La sostituzione di un termine con un altro che per qualche ragione si trova a spiegarne il significato meglio dell’originale è roba comunissima nella lingua orale, lo facciamo tutti continuamente, e ha un nome: metonimia. L’avete studiata, ma poi ha prevalso l’uno vale uno, la fatturazione elettronica, e vabbé.
Nel tennis invece è molto più semplice: Wimbledon. Se dici Wimbledon dici tennis, non dici il quartiere di Londra, non dici l’Afc Wimbledon (già Wimbledon Fc) vincitore di una FA Cup a fine anni Ottanta, niente di tutto ciò. Wimbledon è il tennis, e non solo perché è il più antico torneo esistente, o per le divise bianche, o per l’attenzione maniacale riversata su quei pochi millimetri di fili d’erba curati un anno intero solo per vederli violati in due sole settimane di gioco da bestioni armati di scarponi di gomma che tergicristallano da qui a là e viceversa spesso senza sapere bene perché.
Wimbledon è tradizione, è gesti bianchi, è eleganza. È eleganza del gioco. Non importa chi vince – sì certo che importa è un gioco con un punteggio – ma è l’unico torneo che ti permette di cristallizzare un giocatore per sempre, anche se ha sempre perso o quasi. Per dire, Petr Korda è Wimbledon, Jana Novotna è Wimbledon, pure Gianluca Pozzi –per chi l’ha visto – paradossalmente è Wimbledon. Rafa Nadal, che ha appena distrutto chiunque a Parigi per il suo dodicesimo Roland Garros, invece non è esattamente Wimbledon. Ha giocato partite memorabili, compresa quella vinta al quinto su Federer a metà 2000, incredibile. Nadal è un genio, è formidabile, ma non è Wimbledon. Troppo volere, troppa garra – ecco, se Wimbledon è una cosa è l’anti-garra – infine troppo sudore. Wimbledon non è sudore.
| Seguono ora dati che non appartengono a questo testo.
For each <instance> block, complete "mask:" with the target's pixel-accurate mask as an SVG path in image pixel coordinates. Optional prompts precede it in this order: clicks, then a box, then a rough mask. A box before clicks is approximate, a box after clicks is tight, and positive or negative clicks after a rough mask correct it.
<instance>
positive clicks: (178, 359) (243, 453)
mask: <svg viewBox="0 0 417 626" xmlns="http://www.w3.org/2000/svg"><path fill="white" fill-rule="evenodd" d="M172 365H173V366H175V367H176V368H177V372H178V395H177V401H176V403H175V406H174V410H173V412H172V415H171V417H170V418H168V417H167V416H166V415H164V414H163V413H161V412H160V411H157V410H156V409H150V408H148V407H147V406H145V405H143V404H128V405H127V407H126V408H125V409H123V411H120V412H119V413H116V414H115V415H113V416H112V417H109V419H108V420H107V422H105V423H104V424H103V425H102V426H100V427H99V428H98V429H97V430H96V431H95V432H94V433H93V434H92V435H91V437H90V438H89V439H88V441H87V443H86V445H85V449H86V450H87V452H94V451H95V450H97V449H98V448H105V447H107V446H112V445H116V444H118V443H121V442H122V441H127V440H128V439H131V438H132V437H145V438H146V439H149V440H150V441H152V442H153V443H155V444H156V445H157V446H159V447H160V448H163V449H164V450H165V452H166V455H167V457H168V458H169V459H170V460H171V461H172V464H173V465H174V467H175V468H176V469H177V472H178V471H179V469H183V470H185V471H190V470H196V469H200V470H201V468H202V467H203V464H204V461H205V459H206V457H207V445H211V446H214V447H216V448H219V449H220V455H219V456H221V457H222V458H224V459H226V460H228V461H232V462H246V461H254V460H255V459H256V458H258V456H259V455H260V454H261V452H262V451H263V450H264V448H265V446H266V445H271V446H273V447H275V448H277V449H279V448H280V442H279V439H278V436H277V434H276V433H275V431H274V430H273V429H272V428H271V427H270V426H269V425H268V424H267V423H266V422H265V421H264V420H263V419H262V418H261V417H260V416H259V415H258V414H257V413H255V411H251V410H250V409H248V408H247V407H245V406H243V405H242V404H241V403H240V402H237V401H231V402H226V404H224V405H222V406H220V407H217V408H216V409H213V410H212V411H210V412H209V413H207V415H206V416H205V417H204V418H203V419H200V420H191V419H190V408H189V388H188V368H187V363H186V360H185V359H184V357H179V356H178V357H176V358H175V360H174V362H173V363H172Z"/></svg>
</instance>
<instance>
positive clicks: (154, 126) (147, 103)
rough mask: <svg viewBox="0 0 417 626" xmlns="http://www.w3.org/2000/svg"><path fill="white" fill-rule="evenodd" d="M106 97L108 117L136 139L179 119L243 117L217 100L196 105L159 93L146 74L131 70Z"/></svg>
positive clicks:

Wimbledon è leggerezza nel rigore.
E invece l’eleganza cos’è se non arrivare a perdere, che siano partite o quote di mercato, e starci. Perché alla fine gli altri passano, gli avversari, i competitor o chicchessia, ma il fuoriclasse rimane. E il fuoriclasse è tale perché per definizione sta fuori dalla classe, il fuoriclasse è immune alle mode. E Wimbledon è il tennis, e Wimbledon ha scelto un marchio a cui associarsi, Stella Artois, che è sempre lo stesso, e un motivo ci sarà. Perché la tradizione non è immobilismo, all’opposto, la tradizione è “ehi se sto qui da 200 anni un motivo ci sarà, vedi di fidarti”. Quindi vinca chi vinca al prossimo Wimbledon – dall’1 al 14 luglio – una cosa è certa: nessuno coprirà il campo come lui, nessuno sarà così leggero, nessuno piglierà più “oooh” dalla tribuna, e anche se probabilmente non vincerà, tutti ci ricorderemo di lui ancora una volta. Lui è Roger Federer, là fuori c’è Wimbledon e il duca di Kent in tribuna, la probabile pioggia, i tabelloni antiquati, i nomi degli sponsor. Sempre loro, sempre gli stessi, perché è giusto, è così che deve andare.